Bovine Klebsiella comes in two forms: environmental strains living in feces and the environment and host-adapted strains infecting cows’ udders. One in four animals contracting clinical Klebsiella mastitis dies within days. Many others are culled. Klebsiella can stay silent inside the udder, giving no warning signs and quietly spreading across a herd.
|Klebsiella pneumoniae bacteria|
New test predicts antibiotic response
As part of a multistate research project yielding results with immediate application, Moroni led a team from the College’s Quality Milk Production Services, which runs 200,000 milk samples each year for the New York dairy industry. They collected Klebsiella strains from cattle across the Northeast.
Analyzing and comparing samples, they found several genes associated with antibiotic resistance and virulence. Many turned out to be mobile genetic elements, unanchored DNA that can move around the genome within and even between bacteria.
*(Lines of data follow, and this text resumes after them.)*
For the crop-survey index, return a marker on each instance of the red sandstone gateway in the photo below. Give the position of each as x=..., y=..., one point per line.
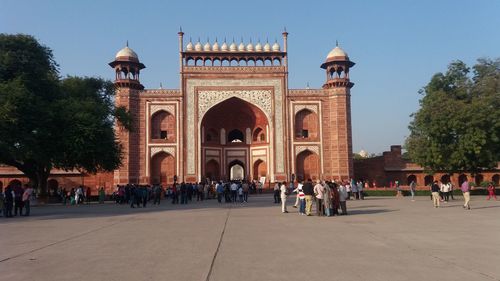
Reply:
x=232, y=117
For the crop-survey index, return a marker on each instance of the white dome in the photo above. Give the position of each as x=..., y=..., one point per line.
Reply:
x=233, y=47
x=336, y=52
x=198, y=47
x=241, y=47
x=267, y=47
x=207, y=47
x=250, y=47
x=258, y=47
x=126, y=52
x=276, y=47
x=215, y=46
x=189, y=46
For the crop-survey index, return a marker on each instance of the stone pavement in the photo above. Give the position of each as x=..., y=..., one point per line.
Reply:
x=382, y=239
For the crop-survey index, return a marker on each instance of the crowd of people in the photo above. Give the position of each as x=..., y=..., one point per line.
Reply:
x=15, y=200
x=183, y=193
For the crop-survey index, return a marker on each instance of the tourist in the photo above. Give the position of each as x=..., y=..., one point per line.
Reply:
x=220, y=191
x=466, y=193
x=300, y=199
x=283, y=195
x=308, y=194
x=354, y=190
x=102, y=195
x=413, y=188
x=234, y=191
x=435, y=194
x=348, y=189
x=88, y=195
x=491, y=192
x=2, y=202
x=240, y=194
x=276, y=192
x=335, y=199
x=9, y=200
x=343, y=196
x=360, y=190
x=26, y=199
x=446, y=191
x=327, y=200
x=399, y=193
x=296, y=190
x=319, y=191
x=18, y=199
x=246, y=189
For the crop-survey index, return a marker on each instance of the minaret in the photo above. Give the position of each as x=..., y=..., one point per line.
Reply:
x=337, y=116
x=128, y=86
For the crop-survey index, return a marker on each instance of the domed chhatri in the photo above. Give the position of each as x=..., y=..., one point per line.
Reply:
x=337, y=52
x=127, y=52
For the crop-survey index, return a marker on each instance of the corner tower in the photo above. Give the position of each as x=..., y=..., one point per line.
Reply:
x=338, y=139
x=127, y=69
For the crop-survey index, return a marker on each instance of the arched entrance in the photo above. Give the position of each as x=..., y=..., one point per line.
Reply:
x=227, y=134
x=236, y=170
x=259, y=169
x=307, y=165
x=428, y=180
x=410, y=179
x=162, y=168
x=212, y=170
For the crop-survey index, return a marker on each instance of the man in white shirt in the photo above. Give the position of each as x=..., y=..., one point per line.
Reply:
x=319, y=191
x=283, y=195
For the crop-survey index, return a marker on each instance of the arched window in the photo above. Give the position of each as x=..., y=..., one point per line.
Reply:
x=259, y=135
x=306, y=124
x=235, y=136
x=163, y=126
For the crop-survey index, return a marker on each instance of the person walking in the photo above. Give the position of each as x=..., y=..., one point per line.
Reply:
x=466, y=193
x=246, y=189
x=343, y=195
x=491, y=192
x=308, y=194
x=283, y=195
x=413, y=188
x=319, y=191
x=26, y=200
x=435, y=194
x=9, y=201
x=276, y=192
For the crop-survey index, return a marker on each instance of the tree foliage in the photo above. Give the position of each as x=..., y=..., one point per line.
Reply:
x=47, y=122
x=457, y=127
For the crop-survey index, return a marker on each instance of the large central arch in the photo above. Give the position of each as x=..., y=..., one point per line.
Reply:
x=227, y=133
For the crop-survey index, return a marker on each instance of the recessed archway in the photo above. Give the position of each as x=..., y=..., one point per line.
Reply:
x=236, y=170
x=162, y=168
x=308, y=165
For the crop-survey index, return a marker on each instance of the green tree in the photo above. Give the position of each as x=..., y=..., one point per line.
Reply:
x=47, y=122
x=457, y=127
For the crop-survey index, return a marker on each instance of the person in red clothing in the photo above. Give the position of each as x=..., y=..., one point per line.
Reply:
x=491, y=192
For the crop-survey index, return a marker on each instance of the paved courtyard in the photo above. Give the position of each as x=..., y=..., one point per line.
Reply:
x=382, y=239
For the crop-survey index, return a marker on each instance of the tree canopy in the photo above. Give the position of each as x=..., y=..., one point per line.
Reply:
x=457, y=127
x=47, y=122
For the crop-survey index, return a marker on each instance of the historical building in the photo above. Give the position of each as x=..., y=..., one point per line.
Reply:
x=391, y=166
x=234, y=117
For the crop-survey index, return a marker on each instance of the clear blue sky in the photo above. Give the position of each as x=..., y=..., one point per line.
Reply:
x=397, y=45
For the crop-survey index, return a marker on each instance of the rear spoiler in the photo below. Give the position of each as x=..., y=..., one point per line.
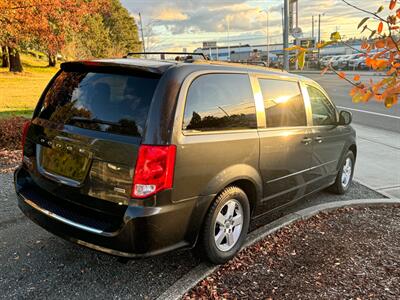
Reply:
x=111, y=67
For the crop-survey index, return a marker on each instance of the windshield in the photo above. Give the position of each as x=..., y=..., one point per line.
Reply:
x=112, y=103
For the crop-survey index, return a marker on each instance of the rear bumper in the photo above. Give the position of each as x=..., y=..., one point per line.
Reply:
x=142, y=231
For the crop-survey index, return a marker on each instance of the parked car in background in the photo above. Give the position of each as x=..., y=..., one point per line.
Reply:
x=137, y=157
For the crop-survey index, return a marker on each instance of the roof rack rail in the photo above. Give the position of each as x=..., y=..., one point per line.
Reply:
x=163, y=54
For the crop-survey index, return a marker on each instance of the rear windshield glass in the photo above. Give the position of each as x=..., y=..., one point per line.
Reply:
x=99, y=101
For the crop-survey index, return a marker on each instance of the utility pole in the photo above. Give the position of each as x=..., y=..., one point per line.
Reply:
x=141, y=30
x=319, y=38
x=268, y=40
x=286, y=35
x=312, y=32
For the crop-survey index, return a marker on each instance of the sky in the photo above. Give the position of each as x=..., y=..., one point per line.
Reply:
x=174, y=25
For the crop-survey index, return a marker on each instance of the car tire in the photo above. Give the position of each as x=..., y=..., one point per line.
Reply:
x=225, y=226
x=344, y=177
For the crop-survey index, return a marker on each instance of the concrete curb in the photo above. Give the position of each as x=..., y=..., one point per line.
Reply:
x=180, y=287
x=383, y=193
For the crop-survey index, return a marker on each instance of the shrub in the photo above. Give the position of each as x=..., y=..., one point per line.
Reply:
x=11, y=132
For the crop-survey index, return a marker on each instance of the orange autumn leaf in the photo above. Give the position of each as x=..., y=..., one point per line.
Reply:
x=380, y=27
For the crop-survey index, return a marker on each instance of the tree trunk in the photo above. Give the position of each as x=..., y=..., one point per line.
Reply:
x=15, y=60
x=4, y=57
x=52, y=60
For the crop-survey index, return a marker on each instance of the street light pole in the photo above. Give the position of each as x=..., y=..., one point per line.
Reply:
x=286, y=35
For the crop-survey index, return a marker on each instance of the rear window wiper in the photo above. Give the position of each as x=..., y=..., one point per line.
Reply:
x=93, y=121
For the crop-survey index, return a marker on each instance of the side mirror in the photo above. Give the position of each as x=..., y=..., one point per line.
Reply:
x=345, y=118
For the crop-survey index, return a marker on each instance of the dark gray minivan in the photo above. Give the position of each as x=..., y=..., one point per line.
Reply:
x=136, y=157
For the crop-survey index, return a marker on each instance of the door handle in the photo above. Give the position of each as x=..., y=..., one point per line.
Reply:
x=306, y=141
x=318, y=139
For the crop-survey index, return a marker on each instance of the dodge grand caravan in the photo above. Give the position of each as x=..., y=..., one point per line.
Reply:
x=136, y=157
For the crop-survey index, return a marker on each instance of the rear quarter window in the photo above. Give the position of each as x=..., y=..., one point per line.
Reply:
x=284, y=104
x=218, y=102
x=114, y=103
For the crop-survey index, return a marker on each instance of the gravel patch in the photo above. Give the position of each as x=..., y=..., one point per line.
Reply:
x=345, y=254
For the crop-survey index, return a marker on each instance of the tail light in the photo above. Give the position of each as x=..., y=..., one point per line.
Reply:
x=25, y=128
x=154, y=170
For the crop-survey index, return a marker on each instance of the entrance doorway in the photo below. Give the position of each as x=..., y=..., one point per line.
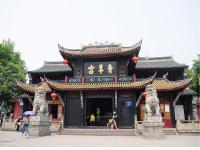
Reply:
x=101, y=108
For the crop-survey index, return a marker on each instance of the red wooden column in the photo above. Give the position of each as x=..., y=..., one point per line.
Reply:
x=17, y=110
x=59, y=113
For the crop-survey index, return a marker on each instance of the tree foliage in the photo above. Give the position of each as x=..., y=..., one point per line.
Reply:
x=194, y=73
x=12, y=68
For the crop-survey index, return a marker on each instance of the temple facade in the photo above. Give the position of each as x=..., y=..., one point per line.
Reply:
x=101, y=78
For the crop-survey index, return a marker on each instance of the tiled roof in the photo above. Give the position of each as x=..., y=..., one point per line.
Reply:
x=188, y=91
x=95, y=86
x=166, y=85
x=30, y=88
x=158, y=63
x=53, y=67
x=160, y=85
x=102, y=50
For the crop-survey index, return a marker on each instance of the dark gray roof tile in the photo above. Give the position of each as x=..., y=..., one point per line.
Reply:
x=49, y=67
x=158, y=63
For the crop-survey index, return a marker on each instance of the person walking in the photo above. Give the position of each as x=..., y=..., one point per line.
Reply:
x=114, y=119
x=25, y=126
x=92, y=119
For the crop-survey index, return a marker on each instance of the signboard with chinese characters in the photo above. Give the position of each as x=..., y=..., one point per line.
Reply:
x=100, y=68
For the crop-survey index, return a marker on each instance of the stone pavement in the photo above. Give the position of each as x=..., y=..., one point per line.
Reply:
x=15, y=139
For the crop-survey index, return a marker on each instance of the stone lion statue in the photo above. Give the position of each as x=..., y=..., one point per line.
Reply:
x=40, y=105
x=152, y=107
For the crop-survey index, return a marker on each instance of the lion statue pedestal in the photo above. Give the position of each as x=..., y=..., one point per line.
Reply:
x=40, y=124
x=152, y=124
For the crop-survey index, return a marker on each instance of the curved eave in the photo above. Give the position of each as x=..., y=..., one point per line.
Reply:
x=165, y=85
x=96, y=86
x=100, y=52
x=30, y=88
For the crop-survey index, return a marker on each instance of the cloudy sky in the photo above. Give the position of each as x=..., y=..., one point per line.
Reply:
x=167, y=27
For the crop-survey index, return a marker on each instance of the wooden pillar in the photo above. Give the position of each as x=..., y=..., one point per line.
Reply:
x=81, y=101
x=116, y=100
x=172, y=111
x=66, y=111
x=134, y=110
x=59, y=112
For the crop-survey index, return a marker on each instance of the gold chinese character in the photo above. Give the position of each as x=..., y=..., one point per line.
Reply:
x=110, y=69
x=101, y=69
x=91, y=69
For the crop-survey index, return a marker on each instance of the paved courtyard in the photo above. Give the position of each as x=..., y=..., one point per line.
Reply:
x=15, y=139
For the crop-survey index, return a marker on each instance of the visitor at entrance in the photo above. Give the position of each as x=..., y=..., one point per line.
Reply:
x=112, y=122
x=98, y=116
x=18, y=122
x=25, y=126
x=114, y=119
x=92, y=120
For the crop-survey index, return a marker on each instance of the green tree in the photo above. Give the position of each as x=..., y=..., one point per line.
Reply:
x=12, y=68
x=194, y=73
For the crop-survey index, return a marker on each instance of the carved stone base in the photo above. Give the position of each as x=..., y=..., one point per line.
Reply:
x=153, y=130
x=39, y=126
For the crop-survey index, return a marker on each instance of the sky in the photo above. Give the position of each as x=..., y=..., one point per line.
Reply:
x=167, y=27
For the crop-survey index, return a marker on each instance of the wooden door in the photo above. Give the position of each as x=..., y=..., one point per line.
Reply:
x=125, y=112
x=74, y=116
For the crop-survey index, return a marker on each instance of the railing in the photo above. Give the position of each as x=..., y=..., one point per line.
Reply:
x=188, y=126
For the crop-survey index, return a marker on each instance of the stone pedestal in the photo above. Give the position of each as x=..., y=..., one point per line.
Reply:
x=39, y=126
x=153, y=129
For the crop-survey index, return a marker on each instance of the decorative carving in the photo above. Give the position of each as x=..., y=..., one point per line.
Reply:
x=40, y=105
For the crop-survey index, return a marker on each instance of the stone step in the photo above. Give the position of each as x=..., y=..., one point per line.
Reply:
x=169, y=131
x=99, y=132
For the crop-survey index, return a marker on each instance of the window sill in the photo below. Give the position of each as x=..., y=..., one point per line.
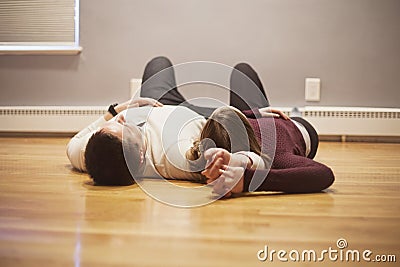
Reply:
x=40, y=50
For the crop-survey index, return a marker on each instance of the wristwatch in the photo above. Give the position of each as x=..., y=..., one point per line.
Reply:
x=111, y=109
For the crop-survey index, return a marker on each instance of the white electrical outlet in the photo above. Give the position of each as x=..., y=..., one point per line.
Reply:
x=134, y=86
x=313, y=87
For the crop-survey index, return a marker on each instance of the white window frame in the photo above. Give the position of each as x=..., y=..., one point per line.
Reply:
x=22, y=48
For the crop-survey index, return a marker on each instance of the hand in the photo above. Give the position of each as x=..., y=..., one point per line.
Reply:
x=270, y=112
x=217, y=157
x=224, y=171
x=146, y=101
x=230, y=181
x=137, y=102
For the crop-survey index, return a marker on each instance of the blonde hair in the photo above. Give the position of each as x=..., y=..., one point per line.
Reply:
x=227, y=128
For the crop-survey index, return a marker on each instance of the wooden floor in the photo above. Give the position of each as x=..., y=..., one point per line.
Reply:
x=52, y=216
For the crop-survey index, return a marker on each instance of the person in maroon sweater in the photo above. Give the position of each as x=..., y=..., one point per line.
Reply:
x=288, y=147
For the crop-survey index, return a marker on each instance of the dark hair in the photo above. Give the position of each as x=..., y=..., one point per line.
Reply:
x=105, y=161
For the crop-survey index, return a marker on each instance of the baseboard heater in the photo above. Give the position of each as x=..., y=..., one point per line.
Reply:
x=329, y=121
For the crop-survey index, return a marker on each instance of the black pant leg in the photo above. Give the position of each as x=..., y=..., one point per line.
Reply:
x=247, y=91
x=158, y=82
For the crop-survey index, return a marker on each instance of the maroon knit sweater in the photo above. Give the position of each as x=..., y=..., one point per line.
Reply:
x=291, y=171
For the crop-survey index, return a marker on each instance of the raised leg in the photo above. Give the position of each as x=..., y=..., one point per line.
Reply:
x=247, y=91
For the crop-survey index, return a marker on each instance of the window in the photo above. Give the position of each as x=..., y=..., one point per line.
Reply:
x=39, y=27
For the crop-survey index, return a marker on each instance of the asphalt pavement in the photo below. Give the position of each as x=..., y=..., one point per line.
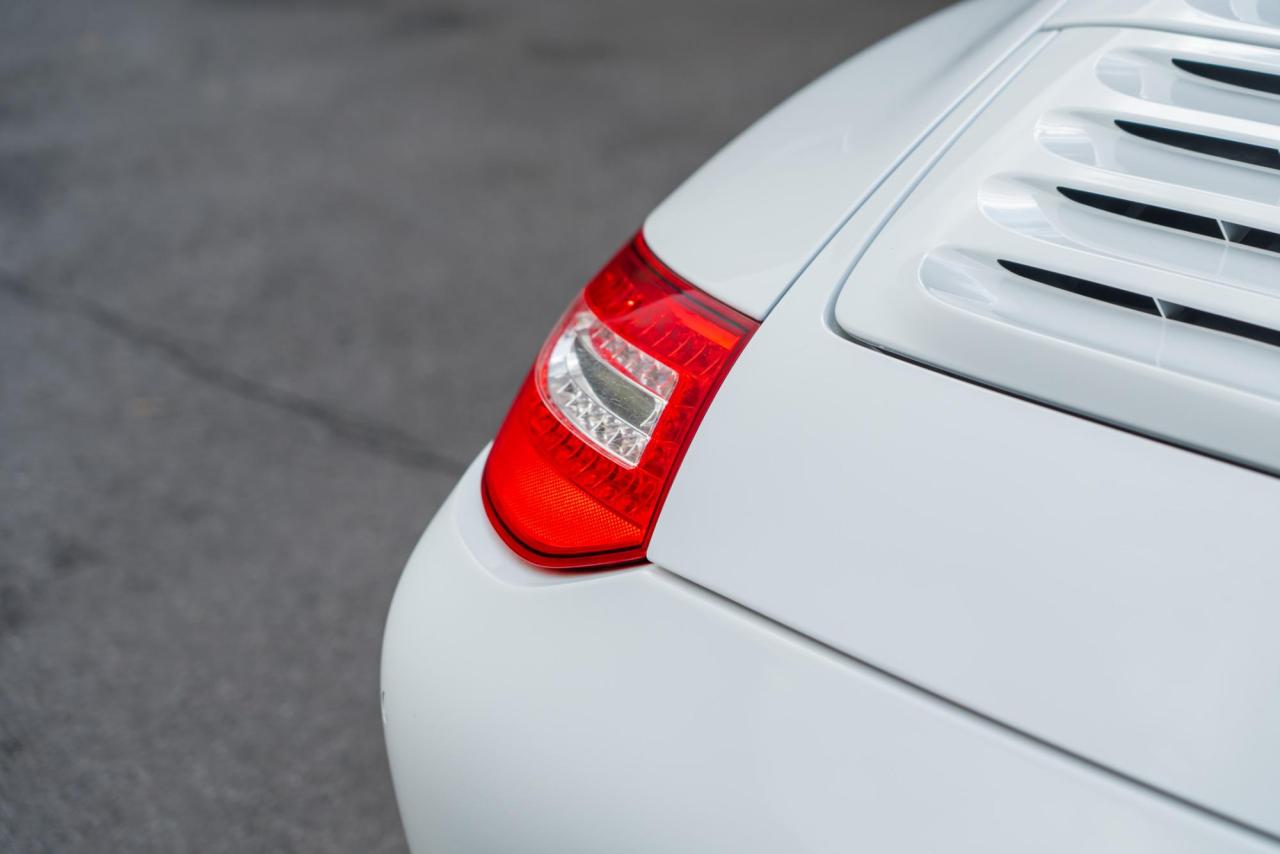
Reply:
x=270, y=273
These elements are generally associated with the spread of antibiotic resistance and other virulence factors.
By inventing a new system of profiling unique features of different Klebsiella strains based on their mobile genetic elements, Moroni’s team developed a test that can identify given strains and predict their virulence and response to antibiotics.
“Now when farmers find Klebsiella in the herd and ask ‘can I treat this,’ we can give a definitive answer,” said Moroni. “Even if it’s too late to successfully intervene, testing can help the decision-making process for future cases.”
Antibiotic resistance is growing
Klebsiella can affect humans who come in contact with it, including farm workers and people who drink raw milk. The study showed that most of today’s bovine strains are already resistant to almost all antibiotic treatments.
“The more antibiotics used in cows, the more difficult it becomes to treat Klebsiella infections,” said Moroni. “The high resistance levels we’ve seen point to extensive antibiotic use, rather than implementing management strategies to control pathogens on farms.
“We used to have more small farms, but there’s been a sharp rise in the number of bigger farms with more cows,” said Moroni. “That’s changing how they’re milked and housed. Cows used to be housed in single stalls dedicated to individual animals, now large farms bed cows in groups and herd management practices have changed as well.”
The study revealed several actions farmers can take to prevent or control contagion without antibiotics. Moroni says farmers can reduce pathogens by:
- Choosing inorganic bedding such as clean sand, as more bacteria grow in organic bedding and flooring materials like sawdust
- Keeping barns and bedding clean and dry
- Reducing over-crowding of group pens (fewer cows per stall)
- Cleaning manure from stalls several times daily
“Improving management practices will lower mastitis rates, reduce the need for antibiotic use, advance animal health and milk quality, and improve both the economic outlook for dairies and overall public health,” said Moroni.